Conservatives Should Vote "Yes" on Medicare
Every conservative member of Congress should vote for this Medicare bill. It is the most important reorganization of our nation's healthcare system since the original Medicare Bill of 1965 and the largest and most positive change in direction for the health system in 60 years for people over 65.
In a bold and unexpected move, the new Medicare bill includes a decisive shift to health savings accounts, which will allow every American to accumulate tax-free health dollars. HSAs allow account-owners to build savings and earn tax-free interest on their HSA contributions. HSA account owners can use their savings for tax-free spending on qualified health expenses, including health insurance premiums and deductibles, prescription drugs, and long-term care services including long-term care insurance.
If you are a fiscal conservative who cares about balancing the federal budget, there may be no more important vote in your career than one in support of this bill. Since health expenditures comprise almost 14 percent of the U.S. GDP, a shifting away from the failed bureaucratic third-party payer model and back to a market-mediated binary payer model, where the customer controls his own first health dollars, is the single most significant reform that can be made in saving the country from skyrocketing health costs and steadily increasing calls for taxpayers to finance more and more of the healthcare system through higher taxes.
Although some conservatives may complain about the cost of the drug benefit, this benefit was designed within the framework of the budget resolution. The Medicare drug benefit is a necessary improvement to a Medicare system that was designed before modern pharmaceuticals became a key to staying healthy. Does anyone believe it makes sense to pay billions for kidney dialysis and not pay for the preventive care drugs that lets people keep their kidneys healthy for only pennies per day? Let's face it, a Medicare drug benefit is inevitable. Liberals, some of whom are running for president, would pass it without any of the changes contained in this bill, and have said as much. However, to meet the future demands of retiring baby boomers the same liberals would either raise taxes massively or shift to a bureaucratic rationing of care--both disastrous policies.
Conservatives now have a chance to pass a sound Medicare drug benefit that includes very significant improvements to the Medicare program. This bill has reforms to increase co-morbidity management, disease management, a transition to electronic prescribing (which will save lives and money), and an incentive for hospitals to invest in IT and report on quality outcomes so people can make informed choices about which hospital to go to by being able to compare quality outcomes.
There are also reforms that create choices in Medicare plans including managed care, preferred provider organizations, and fee for service. This bill is about halfway between the very limited choice of today's Medicare and the amazing range of choices in the Federal Employee Health Benefit Plan (which provides the insurance for all federal employees, including members of Congress) but it moves us significantly in the right direction.

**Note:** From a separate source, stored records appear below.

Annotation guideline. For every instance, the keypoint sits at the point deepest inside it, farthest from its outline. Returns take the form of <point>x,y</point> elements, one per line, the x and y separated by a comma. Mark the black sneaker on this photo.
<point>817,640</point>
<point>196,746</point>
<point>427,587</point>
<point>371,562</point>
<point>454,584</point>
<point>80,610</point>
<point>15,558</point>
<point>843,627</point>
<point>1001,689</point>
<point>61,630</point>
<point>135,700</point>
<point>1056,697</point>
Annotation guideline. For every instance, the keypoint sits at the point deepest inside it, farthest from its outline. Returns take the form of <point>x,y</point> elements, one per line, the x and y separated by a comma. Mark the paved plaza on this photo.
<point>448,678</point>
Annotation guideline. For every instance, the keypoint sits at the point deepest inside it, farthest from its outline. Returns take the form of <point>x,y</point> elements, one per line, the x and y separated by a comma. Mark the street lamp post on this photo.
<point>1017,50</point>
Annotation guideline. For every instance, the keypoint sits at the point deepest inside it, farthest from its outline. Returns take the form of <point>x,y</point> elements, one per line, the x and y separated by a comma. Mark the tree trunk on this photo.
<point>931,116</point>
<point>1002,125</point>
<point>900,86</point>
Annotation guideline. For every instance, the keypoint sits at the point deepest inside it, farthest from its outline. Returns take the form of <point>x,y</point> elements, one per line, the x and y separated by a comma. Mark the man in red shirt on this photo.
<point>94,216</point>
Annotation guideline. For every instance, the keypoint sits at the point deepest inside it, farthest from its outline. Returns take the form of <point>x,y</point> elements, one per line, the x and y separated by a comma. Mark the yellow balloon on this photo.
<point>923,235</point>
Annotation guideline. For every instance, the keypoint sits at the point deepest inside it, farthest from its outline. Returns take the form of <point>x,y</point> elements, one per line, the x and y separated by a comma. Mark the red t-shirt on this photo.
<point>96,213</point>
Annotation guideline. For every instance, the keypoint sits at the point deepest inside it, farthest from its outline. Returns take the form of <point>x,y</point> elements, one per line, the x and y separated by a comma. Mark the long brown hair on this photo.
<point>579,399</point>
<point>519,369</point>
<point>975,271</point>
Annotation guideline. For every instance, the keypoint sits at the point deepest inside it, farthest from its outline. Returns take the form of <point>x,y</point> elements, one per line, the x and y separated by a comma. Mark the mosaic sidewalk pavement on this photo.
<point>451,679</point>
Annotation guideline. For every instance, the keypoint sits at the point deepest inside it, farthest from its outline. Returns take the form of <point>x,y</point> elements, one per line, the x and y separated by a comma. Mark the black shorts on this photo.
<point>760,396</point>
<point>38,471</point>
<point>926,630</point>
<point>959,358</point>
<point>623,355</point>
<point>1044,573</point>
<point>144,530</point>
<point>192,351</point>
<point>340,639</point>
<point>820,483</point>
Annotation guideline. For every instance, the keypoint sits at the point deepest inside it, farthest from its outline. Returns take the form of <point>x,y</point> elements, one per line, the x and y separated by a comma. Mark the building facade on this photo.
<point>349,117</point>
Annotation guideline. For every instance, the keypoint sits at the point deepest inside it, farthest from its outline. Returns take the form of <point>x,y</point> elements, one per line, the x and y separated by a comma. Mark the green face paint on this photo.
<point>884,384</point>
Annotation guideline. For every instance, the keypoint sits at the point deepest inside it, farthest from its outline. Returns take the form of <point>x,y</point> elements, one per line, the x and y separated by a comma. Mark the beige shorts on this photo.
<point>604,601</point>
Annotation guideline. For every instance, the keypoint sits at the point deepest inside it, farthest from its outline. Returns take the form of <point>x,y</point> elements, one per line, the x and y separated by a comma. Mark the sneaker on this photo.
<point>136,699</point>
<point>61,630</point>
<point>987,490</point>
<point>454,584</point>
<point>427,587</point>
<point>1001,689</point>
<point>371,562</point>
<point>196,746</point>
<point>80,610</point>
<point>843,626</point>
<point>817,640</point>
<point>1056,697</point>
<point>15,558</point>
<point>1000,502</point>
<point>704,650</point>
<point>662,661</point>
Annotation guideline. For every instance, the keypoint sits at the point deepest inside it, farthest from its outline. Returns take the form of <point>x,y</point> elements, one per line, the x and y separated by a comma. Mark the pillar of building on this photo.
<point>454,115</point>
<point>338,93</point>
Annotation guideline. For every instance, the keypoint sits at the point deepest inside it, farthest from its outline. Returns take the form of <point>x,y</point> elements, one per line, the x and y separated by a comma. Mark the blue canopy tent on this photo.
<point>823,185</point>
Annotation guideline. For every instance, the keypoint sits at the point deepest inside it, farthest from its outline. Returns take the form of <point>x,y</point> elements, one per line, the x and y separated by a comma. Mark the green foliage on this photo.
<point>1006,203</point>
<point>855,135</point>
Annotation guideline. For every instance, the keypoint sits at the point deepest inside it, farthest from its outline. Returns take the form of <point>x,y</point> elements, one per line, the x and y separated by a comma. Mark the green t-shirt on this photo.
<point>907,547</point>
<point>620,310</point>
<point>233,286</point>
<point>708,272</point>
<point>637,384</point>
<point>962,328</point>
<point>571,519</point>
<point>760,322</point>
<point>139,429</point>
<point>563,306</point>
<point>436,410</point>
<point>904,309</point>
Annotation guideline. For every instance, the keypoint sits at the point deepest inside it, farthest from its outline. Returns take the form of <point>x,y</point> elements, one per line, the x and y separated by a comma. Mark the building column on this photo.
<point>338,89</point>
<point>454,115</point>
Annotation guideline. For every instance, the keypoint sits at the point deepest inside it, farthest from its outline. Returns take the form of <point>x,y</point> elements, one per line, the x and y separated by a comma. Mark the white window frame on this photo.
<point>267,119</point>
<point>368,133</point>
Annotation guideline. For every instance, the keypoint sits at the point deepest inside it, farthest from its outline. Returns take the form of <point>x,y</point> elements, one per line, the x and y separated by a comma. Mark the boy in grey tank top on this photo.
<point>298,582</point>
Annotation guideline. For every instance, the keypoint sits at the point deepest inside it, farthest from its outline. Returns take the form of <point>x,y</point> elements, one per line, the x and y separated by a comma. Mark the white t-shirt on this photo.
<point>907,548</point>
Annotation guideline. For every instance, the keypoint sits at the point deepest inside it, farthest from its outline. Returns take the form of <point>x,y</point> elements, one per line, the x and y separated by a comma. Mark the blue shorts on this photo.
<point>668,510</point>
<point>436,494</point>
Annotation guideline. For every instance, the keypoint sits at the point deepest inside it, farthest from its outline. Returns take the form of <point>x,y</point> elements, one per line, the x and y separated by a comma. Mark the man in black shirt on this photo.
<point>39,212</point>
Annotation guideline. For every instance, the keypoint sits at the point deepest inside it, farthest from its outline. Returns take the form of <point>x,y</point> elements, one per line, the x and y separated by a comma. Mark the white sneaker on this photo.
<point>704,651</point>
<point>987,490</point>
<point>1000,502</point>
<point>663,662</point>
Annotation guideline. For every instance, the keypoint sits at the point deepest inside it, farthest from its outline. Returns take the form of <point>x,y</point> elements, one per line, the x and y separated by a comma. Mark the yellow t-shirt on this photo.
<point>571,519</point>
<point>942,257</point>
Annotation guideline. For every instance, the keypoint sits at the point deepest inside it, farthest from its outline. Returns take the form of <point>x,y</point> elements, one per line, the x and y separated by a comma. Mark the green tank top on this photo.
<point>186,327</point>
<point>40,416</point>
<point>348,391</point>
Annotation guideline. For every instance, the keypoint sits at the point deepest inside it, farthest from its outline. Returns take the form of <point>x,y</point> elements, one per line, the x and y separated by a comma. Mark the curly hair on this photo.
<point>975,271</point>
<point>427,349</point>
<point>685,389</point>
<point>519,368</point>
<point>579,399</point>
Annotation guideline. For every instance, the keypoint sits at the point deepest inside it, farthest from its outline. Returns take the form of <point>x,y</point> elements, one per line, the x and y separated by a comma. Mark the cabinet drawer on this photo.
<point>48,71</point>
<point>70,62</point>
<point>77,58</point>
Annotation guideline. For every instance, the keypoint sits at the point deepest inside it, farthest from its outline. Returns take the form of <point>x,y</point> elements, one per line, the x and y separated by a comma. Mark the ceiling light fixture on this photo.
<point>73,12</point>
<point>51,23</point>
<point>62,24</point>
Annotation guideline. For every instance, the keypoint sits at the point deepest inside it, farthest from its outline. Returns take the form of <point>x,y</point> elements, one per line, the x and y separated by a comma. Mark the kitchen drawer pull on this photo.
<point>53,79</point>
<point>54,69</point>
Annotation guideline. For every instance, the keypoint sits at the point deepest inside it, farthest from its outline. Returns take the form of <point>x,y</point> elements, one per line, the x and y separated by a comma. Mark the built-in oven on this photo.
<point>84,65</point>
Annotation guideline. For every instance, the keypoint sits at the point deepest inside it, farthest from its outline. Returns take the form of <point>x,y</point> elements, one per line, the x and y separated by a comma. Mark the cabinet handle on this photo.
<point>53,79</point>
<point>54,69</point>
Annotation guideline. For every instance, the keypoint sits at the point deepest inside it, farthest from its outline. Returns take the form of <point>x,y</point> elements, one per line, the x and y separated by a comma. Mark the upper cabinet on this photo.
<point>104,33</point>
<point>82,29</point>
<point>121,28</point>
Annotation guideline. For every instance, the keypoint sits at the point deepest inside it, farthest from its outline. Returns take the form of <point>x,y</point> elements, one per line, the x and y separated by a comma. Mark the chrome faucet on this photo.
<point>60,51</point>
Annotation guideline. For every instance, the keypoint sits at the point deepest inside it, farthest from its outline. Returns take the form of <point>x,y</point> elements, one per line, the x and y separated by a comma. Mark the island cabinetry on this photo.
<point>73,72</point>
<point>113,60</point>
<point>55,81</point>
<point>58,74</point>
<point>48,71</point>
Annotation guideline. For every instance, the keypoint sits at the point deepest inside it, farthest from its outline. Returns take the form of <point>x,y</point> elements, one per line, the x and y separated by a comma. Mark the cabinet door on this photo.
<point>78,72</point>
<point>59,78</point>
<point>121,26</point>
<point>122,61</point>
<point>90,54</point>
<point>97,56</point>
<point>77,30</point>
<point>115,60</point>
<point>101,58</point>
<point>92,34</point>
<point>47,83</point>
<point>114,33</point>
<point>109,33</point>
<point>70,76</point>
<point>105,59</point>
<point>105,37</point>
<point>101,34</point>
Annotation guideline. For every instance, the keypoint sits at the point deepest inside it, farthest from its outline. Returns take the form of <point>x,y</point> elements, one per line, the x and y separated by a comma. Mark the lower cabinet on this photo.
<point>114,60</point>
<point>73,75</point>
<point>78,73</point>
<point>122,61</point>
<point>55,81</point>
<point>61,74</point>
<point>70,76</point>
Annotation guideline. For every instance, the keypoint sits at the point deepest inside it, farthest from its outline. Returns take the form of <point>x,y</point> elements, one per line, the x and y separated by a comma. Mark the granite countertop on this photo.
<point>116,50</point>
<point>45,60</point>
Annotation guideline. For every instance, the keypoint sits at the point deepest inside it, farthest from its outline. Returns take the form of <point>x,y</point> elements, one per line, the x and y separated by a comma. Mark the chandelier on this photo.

It is a major step toward giving the baby boomers a multi-choice Medicare system for the 21st century.
Finally, in two breakthroughs with the liberal model of one-size-fits-all in a bureaucratically defined and controlled care system, this bill provides for some increase in costs for the wealthiest retirees (over $80,000 a year) and for a series of pilot projects of new approaches to creating more honest payments for the most expensive services. These pilot projects will offer seniors a range of choices and were carefully negotiated with AARP so that they provide a real opportunity to learn how to bring cost constraints into Medicare while also protecting seniors from unfair or inappropriate risk at a time in their lives when they are least able to sustain risk.
Obstructionist liberals would like all the money and none of the reforms. They will vote to reject a drug benefit for seniors in order to avoid positive reforms, which they know will increase individual choice, increase the range of options, and use market forces--instead of bureaucratic rationing--to bring costs under control. Obstructionist conservatives would like all of the reforms and none of the compromise. They would like to live in a world of 60 conservative votes in the Senate and no need to compromise with anyone, anytime over anything. But that is not the current reality.
I spent 16 years in a minority House Republican Party that enjoyed voting no, and enjoyed being in the opposition minority. Gradually, beginning with President Reagan, we built a positive conservatism that cut taxes, reformed welfare and Medicare, strengthened defense, and created a more prosperous America. By 1994, beginning with the Contract With America, we began to learn the difficult and different challenges of legislative leadership and governing instead of simply opposing. Now President Bush, Speaker Dennis Hastert, and Majority Leader Bill Frist, working with Chairmen Bill Thomas and Chuck Grassley and Democrat Senators Max Baucus and John Breaux, have produced a Medicare bill that provides a drug benefit for seniors, choices for the baby boomers, and the opportunity for a major shift toward health savings accounts for all Americans.
Obstructionist conservatives can always find reasons to vote no, but that path leads right back into the minority and it would be a minority status they would deserve.
Newt Gingrich is a senior fellow at AEI.